Nervously Tim stood up, wondering what Kyle was going to say, when Kyle began to tell that story of how they had first met. “Tim has become my best friend,” Kyle said, “He knows most everything about me, except one thing. He doesn’t know why I was carrying all of my books home that day. Well, I was a new kid at school. I didn’t know anybody. I didn’t have any friends. And I was really depressed. And the reason I was carrying all my books home that day was that I was planning on taking my life that weekend. I had cleaned out my locker so my parents would not have to do it afterwards.”
Then Kyle turned towards Tim and he said, “Tim, you saved my life that day. You did what nobody else at school would do. You reached out to me, and I have been waiting 4 years now to thank you.” When Kyle finished, the entire gymnasium was silent.
We do not always know at the time what good will come from even our smallest acts of kindness, like helping to pick up a fellow student’s books, but what we do know is that Jesus has promised that when we do what is the right thing, the just thing, the kind thing we plant the mustard seeds of goodness, and in good time those seeds will bear fruit.

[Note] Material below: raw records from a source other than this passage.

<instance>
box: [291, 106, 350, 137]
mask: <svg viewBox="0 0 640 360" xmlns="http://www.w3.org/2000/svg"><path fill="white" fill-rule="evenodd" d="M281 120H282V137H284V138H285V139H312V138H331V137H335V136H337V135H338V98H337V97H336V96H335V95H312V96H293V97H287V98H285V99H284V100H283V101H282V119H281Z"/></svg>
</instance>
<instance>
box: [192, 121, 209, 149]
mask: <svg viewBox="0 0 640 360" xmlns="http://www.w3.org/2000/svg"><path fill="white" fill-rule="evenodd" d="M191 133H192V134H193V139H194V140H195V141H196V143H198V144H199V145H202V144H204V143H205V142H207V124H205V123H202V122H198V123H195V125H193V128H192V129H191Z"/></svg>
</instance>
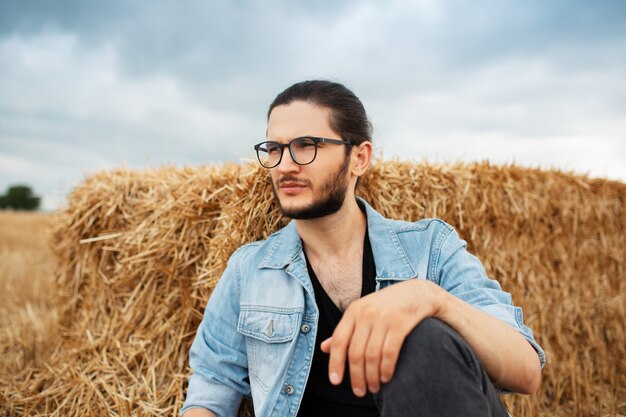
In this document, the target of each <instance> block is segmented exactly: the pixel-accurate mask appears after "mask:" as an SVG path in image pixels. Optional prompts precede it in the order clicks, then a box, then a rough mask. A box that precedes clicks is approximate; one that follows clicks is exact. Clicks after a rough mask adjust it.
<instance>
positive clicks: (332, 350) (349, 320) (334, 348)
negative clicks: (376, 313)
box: [325, 314, 354, 385]
mask: <svg viewBox="0 0 626 417" xmlns="http://www.w3.org/2000/svg"><path fill="white" fill-rule="evenodd" d="M353 331H354V320H352V319H351V318H350V317H347V314H345V315H344V317H343V318H342V319H341V320H340V321H339V324H337V327H336V328H335V331H334V332H333V337H331V338H330V339H327V340H326V341H325V342H328V340H330V342H328V344H330V348H329V349H330V358H329V359H328V378H329V379H330V382H331V384H333V385H339V384H340V383H341V381H342V380H343V371H344V368H345V364H346V356H347V353H348V346H349V344H350V340H351V339H352V332H353Z"/></svg>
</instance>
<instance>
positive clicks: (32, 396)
mask: <svg viewBox="0 0 626 417" xmlns="http://www.w3.org/2000/svg"><path fill="white" fill-rule="evenodd" d="M359 194H360V195H362V196H363V197H364V198H366V199H367V200H368V201H369V202H370V203H371V204H372V205H373V206H374V208H376V209H377V210H379V211H380V212H381V213H382V214H384V215H386V216H388V217H392V218H399V219H407V220H417V219H419V218H423V217H440V218H443V219H444V220H446V221H447V222H449V223H451V224H452V225H453V226H455V227H456V228H457V230H458V231H459V233H460V235H461V236H462V237H463V238H464V239H466V240H467V241H468V244H469V249H470V251H471V252H473V253H475V254H476V255H477V256H478V257H479V258H480V259H481V260H482V261H483V262H484V264H485V266H486V268H487V271H488V272H489V274H490V275H491V276H492V277H494V278H496V279H498V280H499V281H500V282H501V284H502V286H503V287H504V289H505V290H507V291H509V292H511V293H512V295H513V299H514V301H515V303H516V304H518V305H521V306H522V307H523V308H524V312H525V321H526V323H527V324H528V325H529V326H530V327H531V328H532V329H533V330H534V331H535V334H536V337H537V340H538V341H539V343H540V344H542V346H543V347H544V348H545V350H546V353H547V355H548V365H547V367H546V368H545V370H544V379H543V385H542V388H541V390H540V392H539V393H538V394H536V395H534V396H532V397H524V396H506V397H505V402H506V403H507V405H508V406H509V409H510V411H511V413H512V414H513V415H515V416H534V415H539V414H546V415H555V416H561V415H562V416H566V415H567V416H569V415H579V416H585V415H589V416H591V415H594V416H596V415H616V414H620V415H623V414H625V413H626V405H625V403H624V400H625V398H626V388H625V387H626V352H625V343H624V342H625V340H626V338H625V330H624V326H623V323H624V319H625V318H626V311H625V308H626V291H625V286H626V283H625V280H624V278H625V274H624V261H625V256H624V255H625V254H626V252H625V249H624V248H625V244H626V242H625V236H626V185H625V184H622V183H619V182H612V181H607V180H591V179H588V178H586V177H580V176H573V175H569V174H564V173H560V172H547V171H540V170H530V169H524V168H519V167H515V166H506V167H502V166H493V165H489V164H473V165H451V166H430V165H428V164H415V163H408V162H407V163H400V162H379V163H376V164H374V166H373V167H372V169H371V170H370V172H369V174H368V175H367V176H366V177H365V178H363V181H362V183H361V185H360V186H359ZM284 224H286V220H285V219H283V218H281V216H280V213H279V211H278V210H277V207H276V205H275V203H274V202H273V199H272V193H271V184H270V182H269V181H268V176H267V172H266V171H265V170H262V169H260V168H258V167H256V166H254V165H229V166H224V167H220V168H215V167H212V168H211V167H207V168H193V169H192V168H185V169H176V168H162V169H158V170H150V171H141V172H136V171H128V170H119V171H114V172H104V173H100V174H97V175H94V176H93V177H91V178H89V179H88V180H86V181H85V182H84V183H83V184H81V185H80V186H79V187H78V188H76V190H75V191H74V192H73V193H72V194H71V196H70V197H69V208H68V209H67V210H65V211H63V212H62V213H60V214H59V216H58V217H57V220H56V228H55V234H54V236H55V237H54V248H55V252H56V254H57V256H58V259H59V273H58V279H57V285H58V289H59V294H56V295H54V296H55V297H58V303H59V308H60V310H61V320H60V326H61V329H60V331H61V336H62V337H61V339H62V342H61V344H60V345H59V346H57V348H56V349H54V350H53V352H52V354H51V355H50V357H49V358H48V360H47V364H46V365H45V366H43V367H39V368H29V369H24V370H23V371H22V372H20V373H18V374H17V375H10V376H2V377H1V379H0V413H1V412H4V413H6V414H10V415H11V414H28V415H37V414H39V415H64V416H66V415H72V416H74V415H76V416H78V415H119V416H130V415H172V416H173V415H176V414H177V413H178V411H179V409H180V407H181V405H182V402H183V400H184V387H185V381H186V377H187V375H188V372H189V369H188V368H187V363H188V350H189V346H190V344H191V341H192V340H193V336H194V333H195V330H196V328H197V326H198V323H199V322H200V320H201V317H202V312H203V310H204V307H205V305H206V301H207V300H208V298H209V297H210V294H211V290H212V288H213V287H214V285H215V282H216V281H217V279H218V278H219V276H220V274H221V271H222V270H223V268H224V267H225V265H226V261H227V260H228V257H229V256H230V254H231V253H232V252H233V251H234V250H235V249H236V248H237V247H238V246H240V245H241V244H243V243H246V242H250V241H254V240H257V239H262V238H264V237H266V236H268V235H269V234H271V233H272V232H273V231H275V230H276V229H278V228H279V227H281V226H283V225H284ZM51 296H52V295H51ZM242 414H249V410H246V411H243V412H242Z"/></svg>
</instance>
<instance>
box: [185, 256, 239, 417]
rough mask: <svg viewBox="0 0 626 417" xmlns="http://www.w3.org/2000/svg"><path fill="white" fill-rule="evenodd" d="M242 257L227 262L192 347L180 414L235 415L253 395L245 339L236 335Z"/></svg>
mask: <svg viewBox="0 0 626 417" xmlns="http://www.w3.org/2000/svg"><path fill="white" fill-rule="evenodd" d="M239 255H240V251H237V252H235V253H234V254H233V256H232V257H231V259H230V260H229V261H228V265H227V267H226V270H225V271H224V273H223V274H222V276H221V278H220V279H219V281H218V282H217V285H216V286H215V289H214V290H213V293H212V294H211V297H210V298H209V302H208V304H207V307H206V309H205V311H204V316H203V319H202V322H201V323H200V326H199V327H198V331H197V333H196V336H195V339H194V341H193V344H192V345H191V349H190V351H189V364H190V366H191V369H192V371H193V373H192V375H191V376H190V378H189V386H188V388H187V397H186V399H185V403H184V404H183V408H182V409H181V414H182V413H184V412H185V411H187V410H188V409H190V408H206V409H208V410H211V411H212V412H213V413H215V414H216V415H218V416H219V417H226V416H235V414H236V413H237V410H238V407H239V403H240V402H241V398H242V396H244V395H246V396H249V395H250V385H249V380H248V365H247V356H246V349H245V339H244V337H243V336H242V335H241V334H240V333H238V332H237V320H238V318H239V283H240V277H239V264H238V260H239Z"/></svg>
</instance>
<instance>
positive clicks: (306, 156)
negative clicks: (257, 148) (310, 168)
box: [257, 138, 317, 168]
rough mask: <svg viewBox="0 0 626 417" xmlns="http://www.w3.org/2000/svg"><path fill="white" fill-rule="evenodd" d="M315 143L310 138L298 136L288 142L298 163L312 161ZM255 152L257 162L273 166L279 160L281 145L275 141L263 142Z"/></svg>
mask: <svg viewBox="0 0 626 417" xmlns="http://www.w3.org/2000/svg"><path fill="white" fill-rule="evenodd" d="M316 147H317V145H316V143H315V141H314V140H313V139H311V138H298V139H294V140H292V141H291V142H290V143H289V151H290V153H291V157H292V158H293V160H294V161H295V162H296V163H297V164H300V165H306V164H310V163H311V162H313V159H315V154H316ZM257 154H258V157H259V162H261V164H262V165H263V166H265V167H268V168H273V167H275V166H276V165H278V163H279V162H280V160H281V157H282V154H283V147H282V146H281V145H280V144H278V143H276V142H263V143H262V144H261V145H260V146H259V148H258V150H257Z"/></svg>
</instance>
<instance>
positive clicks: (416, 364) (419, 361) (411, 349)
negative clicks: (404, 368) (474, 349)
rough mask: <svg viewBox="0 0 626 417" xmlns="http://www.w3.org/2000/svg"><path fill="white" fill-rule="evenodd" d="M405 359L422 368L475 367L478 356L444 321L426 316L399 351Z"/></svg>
mask: <svg viewBox="0 0 626 417" xmlns="http://www.w3.org/2000/svg"><path fill="white" fill-rule="evenodd" d="M400 355H401V358H402V357H404V358H402V359H403V361H404V362H408V363H412V364H413V365H418V366H420V367H421V368H422V369H424V368H431V367H435V368H436V369H438V370H440V371H441V370H442V369H444V368H446V367H449V366H455V365H456V366H458V365H465V366H468V365H469V366H470V367H472V368H474V367H475V361H476V357H475V355H474V352H473V351H472V350H471V348H470V347H469V345H468V344H467V342H466V341H465V339H463V337H461V335H459V334H458V333H457V332H456V331H455V330H454V329H452V328H451V327H450V326H448V325H447V324H446V323H444V322H443V321H441V320H439V319H436V318H432V317H430V318H427V319H425V320H423V321H422V322H420V323H419V324H418V325H417V326H416V327H415V328H414V329H413V330H412V331H411V333H409V335H408V336H407V338H406V339H405V342H404V345H403V347H402V351H401V353H400Z"/></svg>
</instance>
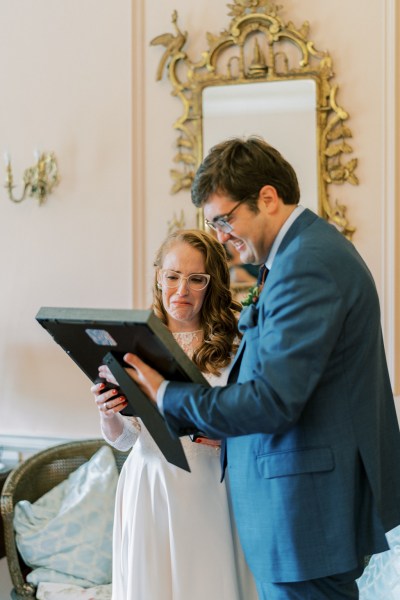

So, and I am saying this to our confirmands especially but to all of us really, remember to be kind. We can all do it. And remember to stay connected to other followers of Jesus. We need each other on the way. All of us. And above all, never, ever forget that we are all beloved sons and daughters of God. Each of us. Without exception. And there is no truer story about us than that because this is the story God tells us in Christ.